Esa Cuba que muere es dolor compartido y responsabilidad común. Muere lentamente, en el peso de la miseria, en la fuga desesperada de sus hijos, en la resignación de quienes ya no esperan nada. Duele en lo más hondo, a los que siguen allí, remando contra la corriente del hambre, del apagón, del silencio impuesto. Y duele, quizás de otra forma, pero igual de fuerte, a los que la recuerdan desde lejos, con nostalgia, con rabia, con amor. La isla se ahoga en una espiral de escasez, represión, emigración masiva y pérdida de sentido. No es solo una crisis económica o política, es una crisis del alma nacional.
Las calles de ciudades y pueblos han dejado de ser espacios de esperanza para convertirse en zonas de resistencia cotidiana. Sobrevivir se ha vuelto el único objetivo. Y eso no es vivir. Cuando en un país ya no hay fe, ni sueños, ni futuro, la gente aprende a escapar como única forma de vivir y los que se quedan resisten entre la nostalgia, la carencia y los anhelos que no llegan.
El exilio cubano no es un grupo homogéneo, pero sí está unido por un lazo invisible: el amor a una tierra que sentimos propia. Desde la distancia, vemos cómo se desmorona lo que alguna vez fue hogar, y nos preguntamos: ¿qué podemos hacer? ¿Cómo salvar a Cuba?
La respuesta no es simple, pero empieza por reconocer que Cuba necesita un cambio profundo, real, inclusivo. Y ese cambio solo será posible reconstruyendo los lazos entre los cubanos. La reconciliación entre hermanos es urgente. No para olvidar, sino para sanar y avanzar.
Utilizar nuestra voz para mantener la causa cubana viva en el escenario internacional. No dejar que la realidad de Cuba se normalice. Que el mundo escuche que en Cuba la dignidad se apaga, pero no se rinde. Y que todos sus hijos, estén donde estén somos lo mismo, cubanos heridos buscando una salida que no sea la rendición. Cubanos que soñamos con una Cuba diferente y eso es un acto de amor, salvar a Cuba es salvarnos a nosotros mismos, es no permitir que nos roben la raíz, la historia, el futuro. Cuba vive en todos nosotros, en cada recuerdo, en cada lágrima y mientras haya un cubano que ame, que recuerde, Cuba no estará perdida.
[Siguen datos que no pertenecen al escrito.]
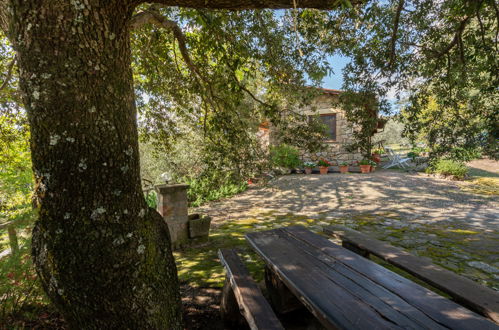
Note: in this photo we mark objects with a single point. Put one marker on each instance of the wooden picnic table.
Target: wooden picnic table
(346, 291)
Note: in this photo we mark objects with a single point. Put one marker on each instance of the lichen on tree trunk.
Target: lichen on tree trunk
(102, 255)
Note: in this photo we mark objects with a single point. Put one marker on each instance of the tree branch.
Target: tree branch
(455, 40)
(393, 40)
(153, 17)
(255, 4)
(9, 74)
Comenzar a pensar en una Cuba democrática, libre, reconciliada. En una Cuba en la que quepamos todos, plural, libre de miedo y de odio. Una nación que no repita los errores del pasado, sino que aprenda de ellos. Salvar a Cuba no será fácil. No es tarea de un solo grupo, ni de un día, será largo y complejo. Tal vez no lo veamos completo en esta generación. Pero si no empezamos ya, si no asumimos nuestra parte, el final será el olvido.
Y Cuba no merece morir. Merece renacer.